Lightweight offload engines for worklist management and worklist-directed prefetching
MetadataShow full item record
The importance of irregular applications such as graph analytics is rapidly growing with the rise of Big Data. However, parallel graph workloads tend to perform poorly on general-purpose chip multiprocessors (CMPs) due to poor cache locality, low compute intensity, frequent synchronization, uneven task sizes, and dynamic task generation. At high thread counts, execution time is dominated by worklist synchronization overhead and cache misses. Researchers have proposed hardware worklist accelerators to address scheduling costs, but these proposals often harden a specific scheduling policy and do not address high cache miss rates. This thesis presents Minnow, a technique that addresses these bottlenecks by augmenting each core in a CMP with a memory throughput-optimized lightweight engine connected through an accelerator interface. These engines offload worklist operations from worker threads, reducing synchronization costs and improving scalability.
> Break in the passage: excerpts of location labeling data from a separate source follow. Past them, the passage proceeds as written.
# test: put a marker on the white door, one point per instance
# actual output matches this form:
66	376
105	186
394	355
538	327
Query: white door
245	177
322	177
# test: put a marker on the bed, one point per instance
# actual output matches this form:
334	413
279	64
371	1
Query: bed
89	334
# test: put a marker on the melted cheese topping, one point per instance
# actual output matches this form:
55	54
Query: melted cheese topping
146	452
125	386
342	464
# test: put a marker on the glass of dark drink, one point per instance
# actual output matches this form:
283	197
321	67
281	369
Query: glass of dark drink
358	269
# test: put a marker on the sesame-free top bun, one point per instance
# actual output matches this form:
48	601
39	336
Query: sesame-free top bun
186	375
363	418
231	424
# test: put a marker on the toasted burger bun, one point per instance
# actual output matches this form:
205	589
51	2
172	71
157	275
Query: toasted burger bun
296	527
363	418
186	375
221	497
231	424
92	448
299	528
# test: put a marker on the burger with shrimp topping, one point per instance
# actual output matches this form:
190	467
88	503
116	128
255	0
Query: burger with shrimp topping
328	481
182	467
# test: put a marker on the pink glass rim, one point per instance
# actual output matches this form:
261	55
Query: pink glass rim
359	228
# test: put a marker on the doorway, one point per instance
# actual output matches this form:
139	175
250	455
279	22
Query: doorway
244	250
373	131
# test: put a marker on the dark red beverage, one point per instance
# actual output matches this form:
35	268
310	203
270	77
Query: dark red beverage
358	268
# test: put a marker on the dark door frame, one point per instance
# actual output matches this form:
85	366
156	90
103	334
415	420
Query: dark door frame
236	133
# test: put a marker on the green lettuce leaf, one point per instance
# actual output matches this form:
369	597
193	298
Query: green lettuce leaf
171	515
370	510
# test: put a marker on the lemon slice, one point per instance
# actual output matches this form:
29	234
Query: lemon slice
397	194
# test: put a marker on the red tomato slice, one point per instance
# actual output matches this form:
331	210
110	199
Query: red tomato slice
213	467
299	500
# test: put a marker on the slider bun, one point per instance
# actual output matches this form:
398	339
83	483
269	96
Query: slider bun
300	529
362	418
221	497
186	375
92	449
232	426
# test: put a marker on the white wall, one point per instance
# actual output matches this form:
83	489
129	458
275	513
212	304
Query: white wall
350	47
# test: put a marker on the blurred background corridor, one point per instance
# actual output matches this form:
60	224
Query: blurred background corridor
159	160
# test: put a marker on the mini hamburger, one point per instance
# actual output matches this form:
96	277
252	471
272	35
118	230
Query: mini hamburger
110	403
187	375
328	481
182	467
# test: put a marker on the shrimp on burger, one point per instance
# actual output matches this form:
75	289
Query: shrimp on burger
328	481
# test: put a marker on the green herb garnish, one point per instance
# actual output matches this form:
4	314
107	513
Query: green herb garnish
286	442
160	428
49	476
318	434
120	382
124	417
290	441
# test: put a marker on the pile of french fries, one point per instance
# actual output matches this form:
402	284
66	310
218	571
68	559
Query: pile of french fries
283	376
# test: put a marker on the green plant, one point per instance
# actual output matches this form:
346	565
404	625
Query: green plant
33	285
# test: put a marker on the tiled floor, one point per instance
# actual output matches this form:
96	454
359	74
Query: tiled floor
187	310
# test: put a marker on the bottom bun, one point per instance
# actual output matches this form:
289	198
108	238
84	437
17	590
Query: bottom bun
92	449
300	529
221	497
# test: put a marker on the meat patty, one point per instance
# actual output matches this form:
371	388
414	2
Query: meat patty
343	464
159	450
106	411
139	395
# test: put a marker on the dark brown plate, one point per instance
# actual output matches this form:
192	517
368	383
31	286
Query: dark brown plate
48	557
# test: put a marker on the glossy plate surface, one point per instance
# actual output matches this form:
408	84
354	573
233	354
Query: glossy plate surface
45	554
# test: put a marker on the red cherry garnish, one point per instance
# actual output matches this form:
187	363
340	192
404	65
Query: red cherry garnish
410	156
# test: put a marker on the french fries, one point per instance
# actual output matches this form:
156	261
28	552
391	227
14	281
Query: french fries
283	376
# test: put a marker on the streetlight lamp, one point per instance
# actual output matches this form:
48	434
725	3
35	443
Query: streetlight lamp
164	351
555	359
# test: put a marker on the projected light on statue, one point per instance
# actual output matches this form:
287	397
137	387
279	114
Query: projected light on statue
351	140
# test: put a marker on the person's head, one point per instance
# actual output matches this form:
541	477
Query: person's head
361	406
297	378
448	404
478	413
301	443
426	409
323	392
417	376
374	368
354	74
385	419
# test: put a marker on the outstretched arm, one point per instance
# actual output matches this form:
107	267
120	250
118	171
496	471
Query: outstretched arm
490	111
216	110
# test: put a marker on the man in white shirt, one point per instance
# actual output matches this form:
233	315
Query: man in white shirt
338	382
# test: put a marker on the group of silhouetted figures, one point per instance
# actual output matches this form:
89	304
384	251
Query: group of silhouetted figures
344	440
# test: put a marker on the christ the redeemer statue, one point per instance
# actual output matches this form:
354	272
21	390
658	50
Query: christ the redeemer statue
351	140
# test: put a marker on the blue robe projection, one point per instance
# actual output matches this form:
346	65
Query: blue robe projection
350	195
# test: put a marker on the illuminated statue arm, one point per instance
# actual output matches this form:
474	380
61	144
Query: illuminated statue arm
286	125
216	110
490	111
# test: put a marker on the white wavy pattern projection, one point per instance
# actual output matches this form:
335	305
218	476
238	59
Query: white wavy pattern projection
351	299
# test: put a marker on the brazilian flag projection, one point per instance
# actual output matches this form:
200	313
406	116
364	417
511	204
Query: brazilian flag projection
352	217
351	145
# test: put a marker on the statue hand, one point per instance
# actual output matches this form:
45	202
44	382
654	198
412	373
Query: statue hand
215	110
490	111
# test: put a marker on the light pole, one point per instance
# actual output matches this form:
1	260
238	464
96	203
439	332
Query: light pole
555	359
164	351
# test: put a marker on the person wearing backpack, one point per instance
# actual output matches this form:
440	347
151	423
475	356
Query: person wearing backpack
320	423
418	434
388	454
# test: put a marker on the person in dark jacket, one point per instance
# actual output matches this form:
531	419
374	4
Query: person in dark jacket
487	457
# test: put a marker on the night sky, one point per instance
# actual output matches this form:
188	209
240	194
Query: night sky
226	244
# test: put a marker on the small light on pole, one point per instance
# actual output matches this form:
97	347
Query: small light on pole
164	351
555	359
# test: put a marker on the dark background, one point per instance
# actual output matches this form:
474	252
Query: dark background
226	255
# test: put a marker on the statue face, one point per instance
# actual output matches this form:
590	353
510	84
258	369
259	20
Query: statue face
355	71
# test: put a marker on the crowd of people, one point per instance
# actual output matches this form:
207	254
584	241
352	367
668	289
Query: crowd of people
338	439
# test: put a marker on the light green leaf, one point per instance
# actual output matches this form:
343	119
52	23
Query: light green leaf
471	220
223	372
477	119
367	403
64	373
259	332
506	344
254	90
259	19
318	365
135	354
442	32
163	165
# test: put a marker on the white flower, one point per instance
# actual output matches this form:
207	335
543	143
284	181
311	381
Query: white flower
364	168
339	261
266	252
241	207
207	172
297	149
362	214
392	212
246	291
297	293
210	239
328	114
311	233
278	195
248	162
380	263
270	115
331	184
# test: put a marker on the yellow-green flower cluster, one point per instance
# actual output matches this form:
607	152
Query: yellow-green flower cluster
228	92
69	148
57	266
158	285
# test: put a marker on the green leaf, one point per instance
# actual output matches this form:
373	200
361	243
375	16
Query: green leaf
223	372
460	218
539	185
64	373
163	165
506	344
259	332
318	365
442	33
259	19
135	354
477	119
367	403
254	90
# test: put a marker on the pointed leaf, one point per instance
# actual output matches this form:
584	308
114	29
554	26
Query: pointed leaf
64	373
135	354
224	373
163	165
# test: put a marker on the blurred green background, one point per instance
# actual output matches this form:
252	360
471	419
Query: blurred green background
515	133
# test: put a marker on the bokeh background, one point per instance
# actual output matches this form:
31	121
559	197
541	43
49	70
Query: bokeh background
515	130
The engines also perform worklist-directed prefetching, a software prefetching technique that exploits knowledge of upcoming tasks to perform nearly perfectly accurate and timely prefetch operations. In this thesis, we first characterize several graph applications within a popular graph analytics framework to determine their performance and bottlenecks. Next, Minnow and worklist-directed prefetching are discussed in detail, including the Minnow accelerator interface, microarchitecture, and prefetch flow control mechanism. Finally, the benefits of Minnow and worklist-directed prefetching are evaluated within a cycle-accurate microarchitectural simulator.